Especially if you have any questions about your 5 options, or you’re not sure what the best course of action is for your unique situation.

We’d be glad to walk you through those options, and help you decide what would be best for you.

You can reach us by phone at 1-205-879-2447, or you can fill out a contact form and we will get in touch with you quickly. 

We look forward to chatting with you!

Thanks for reading, and hope this was helpful to you.

Have a great day!

-John G. Watts

PS — You may want to read our multi part series where we answer over 150 questions about Alabama debt collection lawsuits.


  1. Morning.
    I watched a video and now I searching for the letter to send to creditor to dispute the information. Please send me a copy of the letter.

    • John Watts says:


      Are you wanting to send a dispute letter directly to a debt collector or are you talking about a dispute letter going to the credit reporting agencies? Different types of letters.

      Here is an article that has a sample dispute letter directly to a debt collector. We use this when we first hear from a collector and we want more information from them, and we want to let them know the debt is disputed and to not call our cell phone.

      Now if we are sending a letter to a credit reporting agency, here is an article that talks about how to do this.

      Let me know if you were looking for something else. If you live in Alabama, feel free to call us at 205-879-2447 and we can give you advice on what letter to send, how to send it, etc.


      John Watts

  2. Donald G Clarke says:

    In 2015, I was helping my daughter with a paternal matter. We spoke to an attorney who didnt do anything. Cost of speaking with him was negligible. I naver paid him. Interest accrued at a dizzying amount. Presently “owe” over $ 8000. On social security. Cannot pay. He stated he was getting a consent judgement. What should I do? Georgia Statutes.

    • John Watts says:

      Donald I’m sorry you are dealing with this. I would get with a GA lawyer as there maybe unique rules there — https://www.consumeradvocates.org/find-an-attorney.

      Normally a consent judgment is when you agree to it — and frankly I see little reason to do that in most cases.
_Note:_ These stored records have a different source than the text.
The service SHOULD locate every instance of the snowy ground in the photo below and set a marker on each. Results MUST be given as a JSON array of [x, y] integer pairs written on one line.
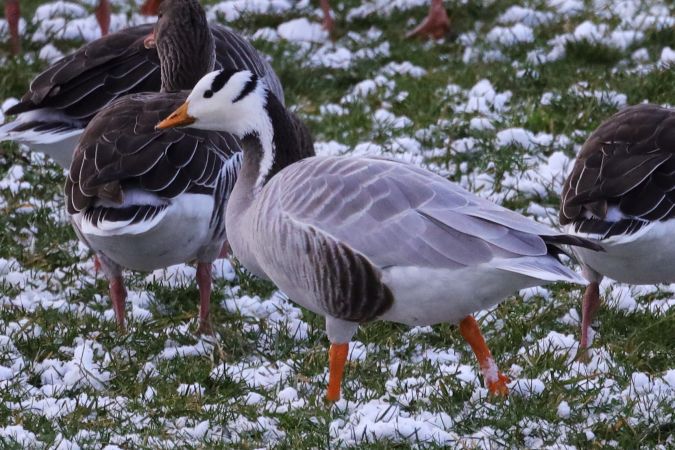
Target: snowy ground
[[501, 107]]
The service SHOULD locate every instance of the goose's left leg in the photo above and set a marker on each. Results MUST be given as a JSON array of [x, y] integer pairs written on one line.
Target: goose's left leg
[[13, 15], [328, 23], [340, 332], [204, 283], [103, 16], [493, 378]]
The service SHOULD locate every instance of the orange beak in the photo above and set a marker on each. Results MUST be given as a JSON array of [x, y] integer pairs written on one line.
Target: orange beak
[[178, 118]]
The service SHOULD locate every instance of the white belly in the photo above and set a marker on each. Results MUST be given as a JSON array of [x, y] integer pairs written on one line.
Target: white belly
[[647, 257], [182, 235], [426, 296]]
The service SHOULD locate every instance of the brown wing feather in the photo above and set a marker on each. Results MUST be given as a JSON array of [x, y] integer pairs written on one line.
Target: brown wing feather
[[82, 83], [628, 163], [120, 148]]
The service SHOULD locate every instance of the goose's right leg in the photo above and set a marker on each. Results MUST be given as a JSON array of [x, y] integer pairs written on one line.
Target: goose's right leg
[[340, 332], [118, 293], [493, 378], [13, 15]]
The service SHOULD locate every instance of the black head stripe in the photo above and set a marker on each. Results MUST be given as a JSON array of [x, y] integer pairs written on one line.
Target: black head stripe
[[248, 88], [221, 78]]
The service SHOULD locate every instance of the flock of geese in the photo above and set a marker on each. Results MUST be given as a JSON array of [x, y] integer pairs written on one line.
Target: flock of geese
[[158, 175]]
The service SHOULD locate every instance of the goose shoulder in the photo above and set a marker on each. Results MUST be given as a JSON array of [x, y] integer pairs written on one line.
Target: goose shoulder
[[624, 176], [120, 148], [397, 214], [82, 83]]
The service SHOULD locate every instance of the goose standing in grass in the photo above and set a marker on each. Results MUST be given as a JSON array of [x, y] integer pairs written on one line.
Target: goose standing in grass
[[435, 26], [144, 199], [621, 193], [63, 99], [363, 238]]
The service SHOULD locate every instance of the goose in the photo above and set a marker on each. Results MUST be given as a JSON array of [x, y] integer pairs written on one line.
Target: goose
[[63, 99], [358, 239], [435, 26], [143, 199], [620, 193]]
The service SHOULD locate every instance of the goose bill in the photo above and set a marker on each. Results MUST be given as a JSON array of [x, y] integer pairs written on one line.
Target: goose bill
[[178, 118]]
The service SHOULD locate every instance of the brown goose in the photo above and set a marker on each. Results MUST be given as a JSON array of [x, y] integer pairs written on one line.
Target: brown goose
[[621, 191], [143, 199], [63, 99], [323, 229]]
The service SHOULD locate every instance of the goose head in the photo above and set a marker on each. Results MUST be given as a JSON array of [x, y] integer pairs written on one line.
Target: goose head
[[225, 100], [185, 45]]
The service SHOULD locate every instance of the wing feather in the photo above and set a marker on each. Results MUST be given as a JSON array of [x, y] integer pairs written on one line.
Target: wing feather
[[627, 165], [397, 214]]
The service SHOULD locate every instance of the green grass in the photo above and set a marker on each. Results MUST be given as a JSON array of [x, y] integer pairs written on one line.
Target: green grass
[[53, 302]]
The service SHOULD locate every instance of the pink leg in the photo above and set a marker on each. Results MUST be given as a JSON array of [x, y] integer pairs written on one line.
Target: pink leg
[[224, 251], [204, 283], [435, 26], [13, 14], [590, 306], [103, 16], [118, 295], [328, 23]]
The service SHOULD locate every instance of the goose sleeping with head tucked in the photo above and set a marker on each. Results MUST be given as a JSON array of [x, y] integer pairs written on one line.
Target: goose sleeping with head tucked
[[322, 229], [52, 115], [145, 199], [621, 192]]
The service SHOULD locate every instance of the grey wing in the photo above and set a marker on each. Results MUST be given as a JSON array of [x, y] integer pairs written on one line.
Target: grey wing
[[396, 214]]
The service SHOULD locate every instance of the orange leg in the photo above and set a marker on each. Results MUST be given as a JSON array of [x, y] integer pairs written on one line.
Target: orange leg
[[590, 306], [204, 282], [494, 380], [13, 14], [118, 295], [103, 16], [337, 357], [150, 7], [328, 23], [435, 26]]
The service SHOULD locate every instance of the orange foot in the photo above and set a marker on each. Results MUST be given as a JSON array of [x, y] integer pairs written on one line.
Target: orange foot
[[435, 26], [498, 387]]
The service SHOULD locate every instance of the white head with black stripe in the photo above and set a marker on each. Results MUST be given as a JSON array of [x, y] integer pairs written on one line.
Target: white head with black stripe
[[232, 101]]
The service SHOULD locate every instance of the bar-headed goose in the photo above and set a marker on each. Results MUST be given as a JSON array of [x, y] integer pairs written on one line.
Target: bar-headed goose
[[363, 238], [63, 99], [144, 199], [621, 191]]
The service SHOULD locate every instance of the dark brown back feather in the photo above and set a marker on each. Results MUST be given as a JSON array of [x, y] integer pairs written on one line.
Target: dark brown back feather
[[120, 149], [82, 83], [628, 163]]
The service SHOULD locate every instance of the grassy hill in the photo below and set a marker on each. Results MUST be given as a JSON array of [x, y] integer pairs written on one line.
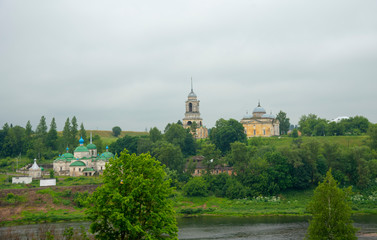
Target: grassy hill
[[108, 137]]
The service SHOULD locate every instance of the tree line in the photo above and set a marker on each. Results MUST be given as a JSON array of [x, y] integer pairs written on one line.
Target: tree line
[[260, 168], [43, 142]]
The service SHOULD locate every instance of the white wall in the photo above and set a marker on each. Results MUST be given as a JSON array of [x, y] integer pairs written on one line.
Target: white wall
[[25, 180], [47, 182]]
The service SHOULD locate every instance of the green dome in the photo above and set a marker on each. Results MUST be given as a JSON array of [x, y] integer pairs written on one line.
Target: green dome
[[88, 170], [67, 155], [81, 149], [106, 155], [77, 164], [91, 146]]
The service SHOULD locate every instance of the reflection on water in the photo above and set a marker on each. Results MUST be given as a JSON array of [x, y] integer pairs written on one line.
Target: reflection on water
[[237, 228], [243, 228]]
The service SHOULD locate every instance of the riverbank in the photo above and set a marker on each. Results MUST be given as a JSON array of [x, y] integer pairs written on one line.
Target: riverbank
[[66, 203]]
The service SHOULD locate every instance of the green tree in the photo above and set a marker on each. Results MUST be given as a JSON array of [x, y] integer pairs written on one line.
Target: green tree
[[83, 132], [283, 122], [52, 136], [117, 131], [28, 129], [170, 155], [155, 134], [133, 201], [331, 210], [196, 187], [211, 156], [226, 132], [74, 131], [372, 132], [41, 130], [67, 133]]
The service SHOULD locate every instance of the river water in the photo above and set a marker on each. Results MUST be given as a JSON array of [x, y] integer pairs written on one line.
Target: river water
[[237, 228]]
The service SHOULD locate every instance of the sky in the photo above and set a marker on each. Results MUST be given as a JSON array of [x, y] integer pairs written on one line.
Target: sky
[[129, 63]]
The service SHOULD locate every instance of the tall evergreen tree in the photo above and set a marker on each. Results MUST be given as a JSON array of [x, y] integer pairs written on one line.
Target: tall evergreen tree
[[41, 130], [331, 212], [28, 129], [283, 122], [5, 127], [74, 131], [52, 136], [67, 133], [83, 132]]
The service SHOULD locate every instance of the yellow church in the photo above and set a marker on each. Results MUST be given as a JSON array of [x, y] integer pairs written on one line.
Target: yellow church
[[260, 124]]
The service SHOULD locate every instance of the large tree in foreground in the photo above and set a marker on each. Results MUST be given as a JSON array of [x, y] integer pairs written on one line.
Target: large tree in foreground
[[133, 201], [331, 212]]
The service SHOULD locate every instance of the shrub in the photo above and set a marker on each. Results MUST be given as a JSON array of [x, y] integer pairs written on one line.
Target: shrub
[[196, 187]]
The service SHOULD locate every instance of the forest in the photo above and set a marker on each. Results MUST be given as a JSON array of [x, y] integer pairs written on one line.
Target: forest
[[261, 166]]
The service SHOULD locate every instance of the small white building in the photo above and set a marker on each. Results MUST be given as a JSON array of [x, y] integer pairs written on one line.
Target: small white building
[[22, 179], [85, 161], [35, 171]]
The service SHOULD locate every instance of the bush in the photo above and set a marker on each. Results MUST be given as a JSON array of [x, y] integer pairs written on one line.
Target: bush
[[234, 189], [196, 187], [80, 199]]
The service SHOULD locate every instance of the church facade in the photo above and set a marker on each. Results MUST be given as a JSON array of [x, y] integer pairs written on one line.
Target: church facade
[[192, 117], [85, 161], [260, 124]]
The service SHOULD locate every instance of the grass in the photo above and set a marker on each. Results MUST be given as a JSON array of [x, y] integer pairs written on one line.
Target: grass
[[284, 141], [82, 180], [289, 203]]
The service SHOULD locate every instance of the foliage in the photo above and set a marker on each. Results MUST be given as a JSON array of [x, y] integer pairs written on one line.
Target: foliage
[[127, 142], [132, 203], [196, 187], [155, 134], [80, 198], [283, 122], [170, 155], [372, 133], [116, 131], [331, 212], [181, 137], [226, 132]]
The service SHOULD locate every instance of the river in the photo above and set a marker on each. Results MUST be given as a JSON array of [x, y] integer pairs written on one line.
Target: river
[[205, 228]]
      But get with a GA lawyer to help you — best wishes!

      John Watts

    • Robert Woods says:

      First off I’m not a lawyer!! I am going thru a similar situation and I too receive Social Security. From what I read they cant touch your money its federally protected! As long as its direct deposited and your sole income! And you can have up to double the amount of your monthly benefit in your account. Check Georgia Law but most states recognize this law! I just had a hearing over video chat! I don’t like it because these attorneys don’t even have to leave their offices to sue you! It was like a cattle call of defaults on people who didn’t show for the hearing! I thing this opens a dangerous precedent! Lawsuits should be on hold until normal court can resume I recommend that you don’t do that! I was really surprised how much the judge was pushing the Consent Judgement! I may agree to it if i can write the rules and have it on record!